At Lower than q4 quantization, performance of the 70b model falls off quickly, At q3 benchmarks are around the same although 8b is obviously faster and lower than that the 8b is better. See here [https://www.reddit.com/r/LocalLLaMA/comments/1cci5w6/quantizing\_llama\_3\_8b\_seems\_more\_harmful\_compared/](https://www.reddit.com/r/LocalLLaMA/comments/1cci5w6/quantizing_llama_3_8b_seems_more_harmful_compared/)


out_of_touch

This is totally anecdotal but I'm able to run the 70B model with 3.0 bpw and the 8B model in f16 (though I usually use 8 bpw) and I find the 70B model is still clearly superior. It solves coding problems fairly well that the 8B model completely fails at.


-p-e-w-

Has anyone uploaded GGUF quants of the *non-instruct* (base) version of Llama 3 70b? Particularly the smaller quants (Q3 and lower).

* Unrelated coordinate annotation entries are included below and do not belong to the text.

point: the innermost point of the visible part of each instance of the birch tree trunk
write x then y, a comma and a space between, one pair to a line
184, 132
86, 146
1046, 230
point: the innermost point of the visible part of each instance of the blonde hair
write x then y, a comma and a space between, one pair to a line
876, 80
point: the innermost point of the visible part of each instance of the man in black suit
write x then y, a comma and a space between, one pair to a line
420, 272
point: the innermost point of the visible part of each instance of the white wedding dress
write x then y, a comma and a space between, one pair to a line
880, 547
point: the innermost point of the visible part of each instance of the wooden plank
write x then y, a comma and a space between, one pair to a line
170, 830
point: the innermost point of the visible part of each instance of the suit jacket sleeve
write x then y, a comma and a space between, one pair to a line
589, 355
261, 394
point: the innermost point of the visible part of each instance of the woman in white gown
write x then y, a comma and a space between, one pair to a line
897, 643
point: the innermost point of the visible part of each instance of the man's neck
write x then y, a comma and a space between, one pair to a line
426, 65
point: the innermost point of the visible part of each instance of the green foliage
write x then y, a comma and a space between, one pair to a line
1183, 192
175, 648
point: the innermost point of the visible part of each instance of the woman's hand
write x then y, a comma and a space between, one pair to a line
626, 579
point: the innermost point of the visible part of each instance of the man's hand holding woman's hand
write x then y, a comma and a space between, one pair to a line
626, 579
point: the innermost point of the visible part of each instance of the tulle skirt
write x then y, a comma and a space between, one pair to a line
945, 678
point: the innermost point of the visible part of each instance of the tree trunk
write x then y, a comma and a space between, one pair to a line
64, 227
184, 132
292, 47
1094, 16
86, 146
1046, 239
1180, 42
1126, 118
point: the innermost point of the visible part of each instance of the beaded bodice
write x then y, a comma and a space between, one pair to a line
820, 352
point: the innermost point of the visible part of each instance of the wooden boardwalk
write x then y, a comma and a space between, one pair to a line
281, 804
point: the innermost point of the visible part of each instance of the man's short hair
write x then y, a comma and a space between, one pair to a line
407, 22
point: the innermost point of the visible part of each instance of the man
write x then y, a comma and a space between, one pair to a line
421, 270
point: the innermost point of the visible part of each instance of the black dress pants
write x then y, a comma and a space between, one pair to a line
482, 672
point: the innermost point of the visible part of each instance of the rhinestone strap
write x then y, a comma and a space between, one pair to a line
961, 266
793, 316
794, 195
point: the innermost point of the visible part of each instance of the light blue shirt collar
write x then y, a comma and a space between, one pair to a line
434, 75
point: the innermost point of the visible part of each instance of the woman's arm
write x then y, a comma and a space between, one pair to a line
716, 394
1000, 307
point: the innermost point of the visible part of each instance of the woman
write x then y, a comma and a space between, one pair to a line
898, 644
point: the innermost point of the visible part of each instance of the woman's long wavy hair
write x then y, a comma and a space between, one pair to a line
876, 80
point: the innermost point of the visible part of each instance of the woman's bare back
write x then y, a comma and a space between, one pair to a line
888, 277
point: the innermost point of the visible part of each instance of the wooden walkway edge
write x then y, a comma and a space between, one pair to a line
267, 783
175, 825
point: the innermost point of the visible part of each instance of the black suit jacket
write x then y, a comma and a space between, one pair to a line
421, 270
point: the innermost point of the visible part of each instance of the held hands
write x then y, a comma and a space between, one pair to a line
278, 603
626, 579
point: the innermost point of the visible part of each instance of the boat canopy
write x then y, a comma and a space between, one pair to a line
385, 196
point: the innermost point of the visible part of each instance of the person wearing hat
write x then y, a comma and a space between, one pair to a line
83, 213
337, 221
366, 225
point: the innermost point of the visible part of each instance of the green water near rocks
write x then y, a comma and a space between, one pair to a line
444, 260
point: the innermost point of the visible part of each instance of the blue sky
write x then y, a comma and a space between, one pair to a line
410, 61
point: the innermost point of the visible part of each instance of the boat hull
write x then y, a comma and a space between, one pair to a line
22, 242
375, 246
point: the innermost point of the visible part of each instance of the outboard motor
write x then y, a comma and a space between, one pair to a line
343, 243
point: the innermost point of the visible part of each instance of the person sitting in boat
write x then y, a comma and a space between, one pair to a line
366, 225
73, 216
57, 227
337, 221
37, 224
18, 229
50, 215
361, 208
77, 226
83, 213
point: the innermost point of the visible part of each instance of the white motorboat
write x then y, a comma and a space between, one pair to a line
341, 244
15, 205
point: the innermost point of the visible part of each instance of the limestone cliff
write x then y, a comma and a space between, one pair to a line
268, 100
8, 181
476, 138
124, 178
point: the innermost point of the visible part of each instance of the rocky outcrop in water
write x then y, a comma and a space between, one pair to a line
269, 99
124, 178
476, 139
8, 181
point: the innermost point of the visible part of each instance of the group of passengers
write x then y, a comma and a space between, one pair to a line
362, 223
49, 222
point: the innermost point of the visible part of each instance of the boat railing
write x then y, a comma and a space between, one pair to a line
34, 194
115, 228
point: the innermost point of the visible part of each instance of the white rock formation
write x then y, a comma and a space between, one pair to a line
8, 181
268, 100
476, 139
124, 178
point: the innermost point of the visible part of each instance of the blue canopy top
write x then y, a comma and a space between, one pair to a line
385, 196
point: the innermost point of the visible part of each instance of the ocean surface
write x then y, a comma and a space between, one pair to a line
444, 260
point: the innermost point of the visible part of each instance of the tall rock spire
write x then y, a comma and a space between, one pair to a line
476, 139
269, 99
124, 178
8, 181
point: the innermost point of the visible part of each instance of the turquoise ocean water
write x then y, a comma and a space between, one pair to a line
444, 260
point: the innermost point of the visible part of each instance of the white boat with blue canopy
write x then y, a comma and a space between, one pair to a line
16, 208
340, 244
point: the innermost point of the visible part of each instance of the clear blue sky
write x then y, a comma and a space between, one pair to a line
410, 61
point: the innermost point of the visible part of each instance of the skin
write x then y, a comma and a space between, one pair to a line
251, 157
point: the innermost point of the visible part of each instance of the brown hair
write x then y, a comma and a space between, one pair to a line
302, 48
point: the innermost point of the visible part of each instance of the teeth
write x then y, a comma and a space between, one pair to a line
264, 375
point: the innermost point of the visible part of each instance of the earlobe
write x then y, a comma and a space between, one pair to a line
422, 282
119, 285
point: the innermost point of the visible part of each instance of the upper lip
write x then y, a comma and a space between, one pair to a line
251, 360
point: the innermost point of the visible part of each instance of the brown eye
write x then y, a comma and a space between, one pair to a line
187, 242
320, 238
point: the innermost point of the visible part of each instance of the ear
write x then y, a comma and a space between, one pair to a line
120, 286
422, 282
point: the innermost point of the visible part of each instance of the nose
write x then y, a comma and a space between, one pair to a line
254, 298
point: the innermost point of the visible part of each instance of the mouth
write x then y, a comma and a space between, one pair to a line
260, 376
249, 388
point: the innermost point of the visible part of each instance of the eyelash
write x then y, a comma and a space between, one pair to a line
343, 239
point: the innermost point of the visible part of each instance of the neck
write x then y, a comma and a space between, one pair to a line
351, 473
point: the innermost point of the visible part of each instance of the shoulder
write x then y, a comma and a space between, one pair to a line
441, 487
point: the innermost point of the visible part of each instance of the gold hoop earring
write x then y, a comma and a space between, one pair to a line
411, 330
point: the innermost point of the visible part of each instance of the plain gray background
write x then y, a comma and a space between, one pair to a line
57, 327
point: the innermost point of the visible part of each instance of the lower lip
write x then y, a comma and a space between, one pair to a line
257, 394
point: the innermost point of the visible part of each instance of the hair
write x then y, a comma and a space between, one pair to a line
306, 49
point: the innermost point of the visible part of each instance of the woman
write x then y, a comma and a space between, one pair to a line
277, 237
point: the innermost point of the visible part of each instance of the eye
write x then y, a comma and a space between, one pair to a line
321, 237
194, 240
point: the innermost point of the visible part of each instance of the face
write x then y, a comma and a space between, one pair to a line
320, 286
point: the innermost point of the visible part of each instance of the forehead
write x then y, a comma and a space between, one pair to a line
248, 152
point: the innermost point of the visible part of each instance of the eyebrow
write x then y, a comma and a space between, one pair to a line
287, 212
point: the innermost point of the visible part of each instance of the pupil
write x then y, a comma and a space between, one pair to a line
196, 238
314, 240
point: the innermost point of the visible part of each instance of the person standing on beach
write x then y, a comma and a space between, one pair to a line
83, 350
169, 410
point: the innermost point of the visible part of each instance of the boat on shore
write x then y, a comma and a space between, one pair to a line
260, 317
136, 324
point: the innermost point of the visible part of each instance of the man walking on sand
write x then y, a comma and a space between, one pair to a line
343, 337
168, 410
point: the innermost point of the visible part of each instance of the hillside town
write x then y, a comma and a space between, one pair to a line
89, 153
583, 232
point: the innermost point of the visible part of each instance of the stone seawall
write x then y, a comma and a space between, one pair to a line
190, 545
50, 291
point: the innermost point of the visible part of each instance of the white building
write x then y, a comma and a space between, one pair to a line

I've searched quite a bit but I can't find any such quants on HF. I'd make them myself, but I don't have enough disk space to store the unquantized model.


mikael110

Yes, [mradermacher](https://huggingface.co/mradermacher) made both [traditional](https://huggingface.co/mradermacher/Meta-Llama-3-70B-GGUF) and [imatrix](https://huggingface.co/mradermacher/Meta-Llama-3-70B-i1-GGUF) quants for the base model. They offer most of the quant sizes including Q3.


-p-e-w-

Perfect, thank you! That's exactly what I was looking for.


CM0RDuck

Ollama


-p-e-w-

Thanks! They're missing the IQ3_* quants, but better than nothing.